The BlueGreen Alliance Comments on the Department of Interior’s Orphaned Well Program
Cleaning up orphaned wells in the U.S. is a great example of how America’s environmental challenges can also be economic opportunities. In communities across the country, these wells pose significant public health and environmental hazards, often leaking methane gas, contaminating surface and groundwater, and degrading ecosystems. Orphaned wells (and pollution from leaking wells and associated infrastructure) are widespread in states where BGA works, especially in Appalachia and the southern midcontinent. This pollution harms the health of nearby communities, livestock and wildlife, while jeopardizing economies dependent upon outdoor recreation industries, farming and ranching.

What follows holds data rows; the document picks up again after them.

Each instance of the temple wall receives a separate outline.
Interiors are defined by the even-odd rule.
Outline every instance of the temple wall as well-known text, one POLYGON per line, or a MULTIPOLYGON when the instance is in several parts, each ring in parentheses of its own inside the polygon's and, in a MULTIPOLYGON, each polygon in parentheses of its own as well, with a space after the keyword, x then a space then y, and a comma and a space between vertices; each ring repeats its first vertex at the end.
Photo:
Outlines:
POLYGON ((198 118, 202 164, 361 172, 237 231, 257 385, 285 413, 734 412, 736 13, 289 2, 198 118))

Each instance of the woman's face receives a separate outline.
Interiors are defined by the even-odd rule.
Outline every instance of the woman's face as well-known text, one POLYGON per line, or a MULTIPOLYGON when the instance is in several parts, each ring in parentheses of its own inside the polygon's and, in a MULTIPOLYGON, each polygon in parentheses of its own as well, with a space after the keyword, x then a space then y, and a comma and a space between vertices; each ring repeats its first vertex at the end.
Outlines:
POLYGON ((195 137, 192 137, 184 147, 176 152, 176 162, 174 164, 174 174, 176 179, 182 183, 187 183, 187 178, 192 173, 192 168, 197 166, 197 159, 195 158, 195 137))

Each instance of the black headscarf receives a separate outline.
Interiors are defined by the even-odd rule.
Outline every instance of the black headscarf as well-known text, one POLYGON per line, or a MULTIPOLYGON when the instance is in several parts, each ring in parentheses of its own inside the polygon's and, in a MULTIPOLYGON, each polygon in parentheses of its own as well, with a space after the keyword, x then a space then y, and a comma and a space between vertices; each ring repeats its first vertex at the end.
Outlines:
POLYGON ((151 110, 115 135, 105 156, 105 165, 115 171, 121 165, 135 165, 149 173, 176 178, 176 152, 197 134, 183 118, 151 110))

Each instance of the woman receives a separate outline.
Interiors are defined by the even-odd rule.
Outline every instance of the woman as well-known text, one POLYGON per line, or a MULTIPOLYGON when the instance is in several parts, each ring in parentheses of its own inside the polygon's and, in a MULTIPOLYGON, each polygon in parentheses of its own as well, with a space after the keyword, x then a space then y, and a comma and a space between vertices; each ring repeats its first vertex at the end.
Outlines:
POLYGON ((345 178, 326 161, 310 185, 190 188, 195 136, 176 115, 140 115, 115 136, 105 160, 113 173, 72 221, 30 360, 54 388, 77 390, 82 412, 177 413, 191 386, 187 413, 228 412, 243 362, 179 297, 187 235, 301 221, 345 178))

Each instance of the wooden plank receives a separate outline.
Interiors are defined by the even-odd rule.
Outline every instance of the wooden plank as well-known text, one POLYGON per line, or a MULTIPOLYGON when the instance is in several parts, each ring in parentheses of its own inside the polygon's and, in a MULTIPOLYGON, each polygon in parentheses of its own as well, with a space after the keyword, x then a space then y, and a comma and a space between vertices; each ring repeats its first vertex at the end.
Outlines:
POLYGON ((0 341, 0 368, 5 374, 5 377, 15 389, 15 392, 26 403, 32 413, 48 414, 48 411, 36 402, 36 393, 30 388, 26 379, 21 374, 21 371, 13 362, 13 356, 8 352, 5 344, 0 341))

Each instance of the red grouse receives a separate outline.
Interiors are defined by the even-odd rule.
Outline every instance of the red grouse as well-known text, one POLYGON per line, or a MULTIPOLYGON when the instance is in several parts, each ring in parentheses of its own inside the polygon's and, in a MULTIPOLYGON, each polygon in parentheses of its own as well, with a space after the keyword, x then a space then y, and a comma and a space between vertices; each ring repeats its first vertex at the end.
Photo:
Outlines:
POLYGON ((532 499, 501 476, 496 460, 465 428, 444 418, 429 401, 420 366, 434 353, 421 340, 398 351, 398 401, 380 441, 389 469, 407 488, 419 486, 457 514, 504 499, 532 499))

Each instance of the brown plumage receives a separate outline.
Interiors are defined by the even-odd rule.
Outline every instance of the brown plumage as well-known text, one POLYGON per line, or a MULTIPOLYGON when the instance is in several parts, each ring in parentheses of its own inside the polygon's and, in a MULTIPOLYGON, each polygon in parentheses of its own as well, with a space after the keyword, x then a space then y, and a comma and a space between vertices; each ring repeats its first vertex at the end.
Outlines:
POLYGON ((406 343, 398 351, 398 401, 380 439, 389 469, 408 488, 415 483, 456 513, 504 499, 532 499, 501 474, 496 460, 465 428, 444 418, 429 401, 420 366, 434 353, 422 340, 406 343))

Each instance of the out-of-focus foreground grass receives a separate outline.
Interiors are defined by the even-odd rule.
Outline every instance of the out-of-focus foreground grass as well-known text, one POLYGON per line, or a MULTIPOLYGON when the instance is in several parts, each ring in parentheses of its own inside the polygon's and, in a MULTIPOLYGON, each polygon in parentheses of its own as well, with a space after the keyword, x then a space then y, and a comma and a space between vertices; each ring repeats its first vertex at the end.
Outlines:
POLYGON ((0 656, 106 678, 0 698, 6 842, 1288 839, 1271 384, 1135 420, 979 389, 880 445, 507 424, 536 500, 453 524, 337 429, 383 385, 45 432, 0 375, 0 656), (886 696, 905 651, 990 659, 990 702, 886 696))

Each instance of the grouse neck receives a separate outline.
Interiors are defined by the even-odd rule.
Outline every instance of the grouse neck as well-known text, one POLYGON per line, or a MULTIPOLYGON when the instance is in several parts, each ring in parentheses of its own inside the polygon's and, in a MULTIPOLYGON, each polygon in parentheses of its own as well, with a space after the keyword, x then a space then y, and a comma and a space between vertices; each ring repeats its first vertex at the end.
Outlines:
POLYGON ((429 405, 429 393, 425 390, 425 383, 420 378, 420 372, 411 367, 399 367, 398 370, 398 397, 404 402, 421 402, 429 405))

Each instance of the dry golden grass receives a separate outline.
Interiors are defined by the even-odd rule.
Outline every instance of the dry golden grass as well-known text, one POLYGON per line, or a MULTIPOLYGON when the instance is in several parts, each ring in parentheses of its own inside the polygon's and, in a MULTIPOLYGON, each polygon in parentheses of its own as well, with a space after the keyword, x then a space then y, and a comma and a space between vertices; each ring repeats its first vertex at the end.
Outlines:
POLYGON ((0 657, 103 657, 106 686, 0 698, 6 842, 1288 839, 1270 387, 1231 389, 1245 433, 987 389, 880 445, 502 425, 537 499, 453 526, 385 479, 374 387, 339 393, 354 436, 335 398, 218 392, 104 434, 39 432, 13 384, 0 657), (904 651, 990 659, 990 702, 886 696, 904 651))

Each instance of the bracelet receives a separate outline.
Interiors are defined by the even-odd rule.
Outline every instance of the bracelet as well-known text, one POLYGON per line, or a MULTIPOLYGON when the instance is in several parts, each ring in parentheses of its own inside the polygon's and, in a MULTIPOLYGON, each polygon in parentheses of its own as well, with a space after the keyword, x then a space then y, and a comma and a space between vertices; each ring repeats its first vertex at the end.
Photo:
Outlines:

Reclamation not only remediates the host of environmental and health problems associated with these sites but also frees up land for new, more sustainable economic development opportunities in industry sectors like agriculture, recreational tourism, manufacturing, and even clean energy production. Cleaning up these wells can also create immediate job opportunities. A recent BlueGreen Alliance analysis found that the IIJA’s $21 billion investment in the remediation of Superfund, Brownfield, mine, and orphaned wells would create more than 150,000 jobs (direct, indirect and induced) over the next 10 years. Orphaned well cleanup could create over 33,000 of those jobs.